The think tank believes the health secretary should not be able to choose whether reconfigurations referred by local authority overview and scrutiny committees should be sent to the independent reconfiguration panel.

It says councillors should instead be able to refer matters to the panel directly. The IPPR also believes advice produced by the panel should go back to the local NHS - and not the health secretary - for a final decision.

Local decisions

The present system 'undermines the credibility and the perceived fairness of local decisions' and its recommendations tackle this, the IPPR said in a report, The Future Hospital: the politics of change.

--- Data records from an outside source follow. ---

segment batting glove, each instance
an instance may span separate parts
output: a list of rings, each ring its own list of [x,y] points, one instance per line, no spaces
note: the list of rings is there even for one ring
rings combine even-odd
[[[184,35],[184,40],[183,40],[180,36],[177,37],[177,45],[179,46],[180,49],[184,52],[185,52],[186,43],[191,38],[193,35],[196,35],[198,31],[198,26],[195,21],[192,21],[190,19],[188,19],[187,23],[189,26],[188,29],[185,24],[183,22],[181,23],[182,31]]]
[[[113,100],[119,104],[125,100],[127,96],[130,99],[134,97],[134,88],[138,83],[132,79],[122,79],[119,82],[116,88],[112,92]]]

IPPR head of public services Richard Brooks said: 'Decisions about which hospital wards and services are affected should not involve ministers in Whitehall.

'At the moment, vital hospital changes are being opposed because the public believe they are politically motivated or driven by cost-cutting.

'We need the government, in partnership with clinicians, to set the policy framework, but ministers should have no say in the final decision.'

The report said changes affecting a wider area should be considered by a joint overview and scrutiny committee drawn from affected councils.

'Increased workload'

But NHS Confederation chief executive Dr Gill Morgan said: 'Given the small number of decisions referred by the secretary of state to the reconfiguration panel, the proposed change would undoubtedly increase the workload and potentially create delays unless its capacity was significantly increased.' Consultation should improve to avoid referrals in the first place, she said.

A Department of Health spokesman said: 'Ministers are only involved where local authority overview and scrutiny committees believe changes have not been fully consulted on or are not in the best interests of patients.

'Less than one in 10 local consultations results in a referral to the secretary of state.'

The report also called for a 'national strategy for reconfiguration', which should 'answer the criticisms and concerns stakeholders have expressed'.

The IPPR looked at two anonymous reconfigurations. It said financial difficulties 'led potentially sympathetic stakeholders to distrust the process of change'.

The process of deciding on the configuration of services 'was not very transparent' and councillors and MPs 'were not kept informed of local developments'. It added MPs in particular were 'inconsistent' and often accepted the principle of change but opposed it locally.